Les programmes de clémence et de conformité
Pour inciter à la dénonciation des cartels, les autorités ont mis en place des programmes de clémence :
– La première entreprise qui dénonce une entente et fournit des preuves peut bénéficier d’une immunité totale d’amende.
– Les suivantes peuvent obtenir des réductions d’amende selon leur rang d’arrivée et leur coopération.
Par ailleurs, les entreprises sont encouragées à mettre en place des programmes de conformité pour prévenir les infractions :
– Formation des salariés au droit de la concurrence
– Procédures internes de contrôle et d’alerte
– Audits réguliers
Ces programmes peuvent constituer des circonstances atténuantes en cas d’infraction.
L’évolution de la répression des pratiques anticoncurrentielles
Ces dernières années, on constate un durcissement de la répression :
– Augmentation des montants des amendes, avec des records battus régulièrement
– Élargissement du champ d’application aux nouvelles formes d’économie (plateformes numériques, économie collaborative)
– Renforcement des moyens d’enquête des autorités (perquisitions, écoutes téléphoniques)

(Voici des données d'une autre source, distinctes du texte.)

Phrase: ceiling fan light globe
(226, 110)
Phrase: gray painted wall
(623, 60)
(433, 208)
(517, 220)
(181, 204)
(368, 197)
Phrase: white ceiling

– Développement de la coopération internationale entre autorités de concurrence
Cette tendance devrait se poursuivre, avec notamment un focus accru sur les géants du numérique et leurs pratiques commerciales.
En conclusion, les pratiques anticoncurrentielles font l’objet d’une répression de plus en plus sévère, avec des sanctions financières qui peuvent mettre en péril la pérennité des entreprises. Face à ce risque, la mise en place de programmes de conformité apparaît comme une nécessité pour les acteurs économiques, quelle que soit leur taille.